Even the savviest trainers need a little training. Trainers who spend their time teaching and training others require innovative techniques and tips for making their information transfer with ease. If you’re hosting a conference or workshop to assist trainers in upgrading their skills, consider a range of activities that will guide them appropriately. From fun icebreakers that join trainers together to work cohesively in sharing ideas to those that help them improve their skills on a personal level, consider these ways to ignite your teams.
Icebreakers can be used at the beginning of a daylong session or to kick off a short workshop. They are effective ways to help trainers work together to learn their similarities and differences, all things that work well in adjusting their training styles with students and customers. Ice breakers can be fun and engaging such as answering short questions like favorite foods, hobbies or musician and television shows. You may also choose to create a long-range activity such as pairing smaller groups into teams to compete in interactive challenges to solve problems, puzzles or relay races.
Formulate a few activities that can be performed as a group where your trainers can work together throughout the process of their training. Use a blend of short activities such as questionnaires featuring tips for work etiquette, new subject brainstorming and how to stay organized. Businessballs.com provides options for trainers to learn fresh ideas for conducting meetings, time management and group motivation. All of these are important factors when considering training others. If you prefer your entire training group to work on activities as a large group, you can give them realistic projects, such as issuing a group of marketing professionals to develop a mock advertising campaign. If you want to issue them work on something completely unrelated, such as having a group of educational professors work together to open a mock art gallery, whichever direction you take, show your trainers the importance of staying organized, working together, delegating effectively and meeting deadlines.
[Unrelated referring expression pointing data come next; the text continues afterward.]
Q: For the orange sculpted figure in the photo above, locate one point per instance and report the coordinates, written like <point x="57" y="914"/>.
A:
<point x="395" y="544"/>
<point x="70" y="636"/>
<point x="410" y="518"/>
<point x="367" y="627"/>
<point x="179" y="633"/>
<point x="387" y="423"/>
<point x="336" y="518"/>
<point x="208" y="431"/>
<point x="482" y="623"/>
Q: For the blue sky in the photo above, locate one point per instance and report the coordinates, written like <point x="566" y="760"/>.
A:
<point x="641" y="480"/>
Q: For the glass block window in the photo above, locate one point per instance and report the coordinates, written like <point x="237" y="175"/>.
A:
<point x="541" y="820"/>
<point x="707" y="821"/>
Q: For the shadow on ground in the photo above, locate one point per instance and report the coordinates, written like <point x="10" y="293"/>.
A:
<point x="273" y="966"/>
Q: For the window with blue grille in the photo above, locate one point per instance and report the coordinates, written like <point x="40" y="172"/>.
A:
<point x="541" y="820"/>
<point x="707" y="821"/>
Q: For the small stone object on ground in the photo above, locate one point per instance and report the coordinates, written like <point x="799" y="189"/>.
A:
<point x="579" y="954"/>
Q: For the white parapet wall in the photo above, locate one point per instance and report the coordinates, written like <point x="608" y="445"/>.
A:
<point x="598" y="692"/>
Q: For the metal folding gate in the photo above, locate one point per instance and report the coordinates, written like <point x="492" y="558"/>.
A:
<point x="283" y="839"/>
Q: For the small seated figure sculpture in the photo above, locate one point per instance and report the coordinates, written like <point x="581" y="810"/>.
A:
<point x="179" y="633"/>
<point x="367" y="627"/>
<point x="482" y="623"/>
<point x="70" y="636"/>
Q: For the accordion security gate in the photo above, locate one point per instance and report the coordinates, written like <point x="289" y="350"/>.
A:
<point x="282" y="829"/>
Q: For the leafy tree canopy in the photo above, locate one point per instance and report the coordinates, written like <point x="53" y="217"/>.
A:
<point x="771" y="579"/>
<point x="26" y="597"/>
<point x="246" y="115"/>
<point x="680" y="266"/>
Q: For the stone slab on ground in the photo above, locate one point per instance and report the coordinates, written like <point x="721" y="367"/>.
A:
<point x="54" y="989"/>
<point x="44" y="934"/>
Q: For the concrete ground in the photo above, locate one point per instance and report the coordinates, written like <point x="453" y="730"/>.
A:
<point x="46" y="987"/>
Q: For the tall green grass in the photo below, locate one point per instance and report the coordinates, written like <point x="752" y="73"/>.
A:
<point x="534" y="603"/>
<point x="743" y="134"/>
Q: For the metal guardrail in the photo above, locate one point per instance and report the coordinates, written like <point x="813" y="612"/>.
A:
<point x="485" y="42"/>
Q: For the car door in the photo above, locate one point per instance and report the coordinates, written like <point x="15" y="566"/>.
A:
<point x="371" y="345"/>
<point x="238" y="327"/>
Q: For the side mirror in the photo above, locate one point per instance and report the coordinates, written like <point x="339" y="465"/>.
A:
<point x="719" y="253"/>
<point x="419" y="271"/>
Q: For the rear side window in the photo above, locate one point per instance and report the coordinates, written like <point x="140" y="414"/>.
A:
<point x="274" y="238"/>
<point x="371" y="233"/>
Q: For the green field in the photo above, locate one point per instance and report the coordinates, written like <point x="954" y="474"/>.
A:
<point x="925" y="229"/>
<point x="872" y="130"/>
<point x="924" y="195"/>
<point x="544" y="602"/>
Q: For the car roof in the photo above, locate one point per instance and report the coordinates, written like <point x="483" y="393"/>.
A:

Personality tests such as the Myers Briggs test make for great beginnings to occupy time and get to know your trainer individually. Personality assessments help you and the trainers to learn a little about their behaviors and work styles as well as simple ways you can identify the types of trainers you have in the room. If you know you have a group of very detailed trainers who work well with plenty of details, handouts and examples, you can tailor your training to slower-style activities that provide a lot of ways for them to see your ideas at work through hands-on training and learning styles.